Of course now all his past works are, somewhere, getting scoured for other literary thefts. No doubt Ambrose will continue to bleed. I suspect a similar level of attention given to more pop authors would produce more such "stunning" revelations. I've also been a teacher in both the college and secondary level and have had the unpleasant task of busting my students for plagiarism. It's not fun and I sympathize with your experience. It's a rampant problem in all corners of the world and violators should be prosecuted. But I thought I should add that what I gained from what he wrote and "wrote" is not diminished by the deceptions in the points of origin of his words.
R. B. Bernstein - 1/31/2002
Unlike Bucky, I'm afraid that the knowledge that I was hoaxed by a plagiarist at best erodes my enjoyment of the work in question.

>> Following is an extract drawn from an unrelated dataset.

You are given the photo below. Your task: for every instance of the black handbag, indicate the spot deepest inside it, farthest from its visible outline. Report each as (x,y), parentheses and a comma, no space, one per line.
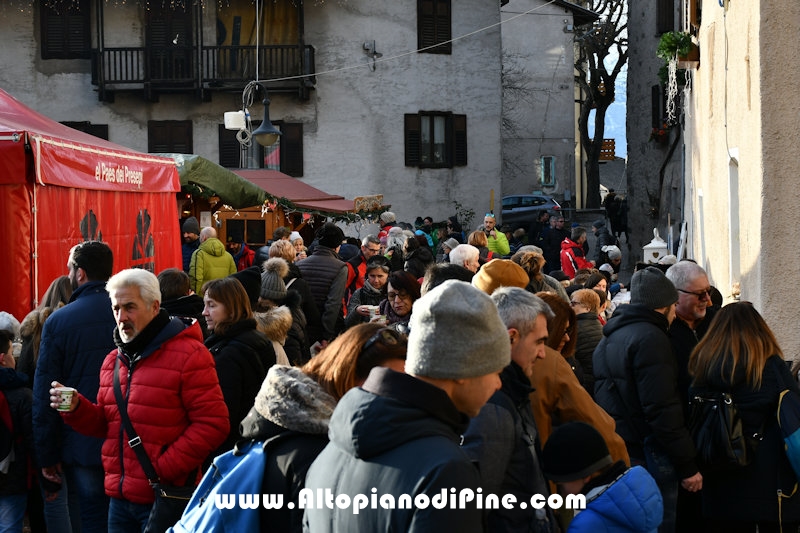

This is all painful in the extreme, and what puzzles me is that so many people seem willing to apologize for and to excuse Stephen Ambrose's misappropriations. I had a student who pulled stuff like that back in 1988, when I was visiting at Rutgers University -- Newark; I bawled him out and severely lowered his grade. The only reason that I did not go further is that, on questioning him, it was clear to me that somehow he simply had never learned that you just don't provide slabs of unmarked quoted material in text and a footnote; he thought that the footnote covered him completely, because it told me where the stuff in text came from.
R. B. Bernstein, Adjunct Professor of Law, New York Law School
Bucky - 1/30/2002
Bravo! And how fitting for a memo attributed to Alex Haley to have been written by someone else.
I refuse to take back my enjoyment of either Haley or Ambrose's works--even tho it turns out the work wasn't actually theirs. It's good to see justice done and the mighty brought low every now and then, but let's not forget all the joy their acts of theft and dishonesty have brought us.